Our Lord's words in this Gospel are a very serious warning about the gravity of sin, emphasizing that we cannot tolerate or become accustomed to any sin in our lives.  "Be perfect, even as your heavenly father is perfect" (Matt 5:48).  The good news is, he has provided us the Holy Spirit to eradicate this sin.  The Spirit is given to us through the sacraments, especially through Baptism and Confirmation, and renewed at every Eucharist.  Nonetheless, we do need to cooperate with the Spirit that is in us.  Resistance to God's Spirit is itself sin and will result in more sin.

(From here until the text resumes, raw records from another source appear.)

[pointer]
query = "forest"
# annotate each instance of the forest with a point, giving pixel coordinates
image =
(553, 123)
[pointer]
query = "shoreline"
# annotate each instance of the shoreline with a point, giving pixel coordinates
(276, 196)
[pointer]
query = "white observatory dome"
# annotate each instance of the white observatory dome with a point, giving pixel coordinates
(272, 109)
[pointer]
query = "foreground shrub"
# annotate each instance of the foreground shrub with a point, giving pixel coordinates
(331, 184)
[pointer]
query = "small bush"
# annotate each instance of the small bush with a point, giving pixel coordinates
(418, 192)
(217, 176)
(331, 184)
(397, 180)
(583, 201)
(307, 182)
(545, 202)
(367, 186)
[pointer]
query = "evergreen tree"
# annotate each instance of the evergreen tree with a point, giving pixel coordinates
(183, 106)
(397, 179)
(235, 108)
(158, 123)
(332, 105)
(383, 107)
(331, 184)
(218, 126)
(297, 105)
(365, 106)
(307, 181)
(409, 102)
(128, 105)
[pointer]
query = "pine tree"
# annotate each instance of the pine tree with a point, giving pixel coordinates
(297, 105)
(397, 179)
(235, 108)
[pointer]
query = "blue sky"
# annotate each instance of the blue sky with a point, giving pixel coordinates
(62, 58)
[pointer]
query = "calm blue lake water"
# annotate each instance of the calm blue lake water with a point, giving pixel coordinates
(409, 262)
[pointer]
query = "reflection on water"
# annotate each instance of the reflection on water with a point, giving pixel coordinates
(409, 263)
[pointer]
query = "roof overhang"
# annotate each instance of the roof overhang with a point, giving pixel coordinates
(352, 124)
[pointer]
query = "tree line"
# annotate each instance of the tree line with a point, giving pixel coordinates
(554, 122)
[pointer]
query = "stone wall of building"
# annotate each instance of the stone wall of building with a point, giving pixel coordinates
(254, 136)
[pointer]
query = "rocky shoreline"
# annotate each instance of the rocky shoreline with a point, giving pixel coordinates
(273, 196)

From a practical perspective, frequent confession—weekly if possible—can be a great help in conforming our will to the will of the Holy Spirit that dwells within us.  Another great help is the practice of "mortification" or self-denial.  "Mortification" means "putting to death," and the concept comes from St. Paul:
Rom 8:13 If you live according to the flesh you will die, but if by the Spirit you put to death the deeds of the body you will live.  14 For all who are led by the Spirit of God are sons of God.
"Mortification" is the "putting to death the deeds of the body" through acts of self-denial.

Fasting is the best-known and most obvious form of "mortification," and it seems that fasting is making a comeback at least in some areas within the Church.  Fasting only on water is difficult to start with; many may want to begin by fasting on bread and water at first, or on liquids while abstaining from solid food.

St. Josemaria Escriva was a great advocate of the "small mortification": skipping sugar in one's tea, skipping butter on one's bread, getting up right when the alarm rings, sitting up straight in one's chair, etc.  He encourage Catholics to practice small mortifications throughout the day.  They had the advantage that they could not lead to pride, because they were so small.  Yet they still were real tests of the will, helping Christians to learn to say "No" to self and "Yes" to the Spirit.

The Old Testament prophets also cultivated openness to the Spirit of God within them through the practice of self-denial or mortification—so we see Elijah living in the wilderness and wearing coarse clothing (camel's hair and leather).  We now share the prophetic role in Christ, and the practice of mortification helps open us to the Spirit that has been given to "all the people of the LORD," as Moses once desired.

5 comments:

Kenneth James said...

Thanks Dr.Bergsma : )

thedivinelamp said...

Dr. Bergsma, as always, excellent reflections. I also have enjoyed the talks you and your fellow PhD. sidekicks have posted at the St Paul's Center. Could you (or Dr.'s Pitre or Barber for that matter) recommend a book or two dealing with the narrative structure or unity of the Pentateuch? Also, with the lectionary cycle of Luke looming, could one of you three recommend a good, recent commentary or two? Thanks.

John Bergsma said...

thedivinelamp: Brant and Michael will be able to recommend something on Luke. On the Pentateuch, definitely get John H. Sailhamer, The Pentateuch as Narrative (Zondervan), and Gary Rendsburg, The Structure of Genesis (Eisenbrauns). Rendsburg's book (the title might be slightly different) is available online as a pdf if you search for it. Umberto Cassuto, Robert Alter, and H.C. Brichto also have excellent works on the Pentateuch that analyze it's narrative-literary structure.

thedivinelamp said...

Thanks, Doc. I'm familiar with some of Alter's works so I'm likely to get his volume. I took a sneak peek at Sailhamer's work via Amazon and it looks very interesting.

John Bergsma said...

I should also mention Meir Sternberg as another famous Jewish narrative analyst ("The Poetics of Biblical Narrative").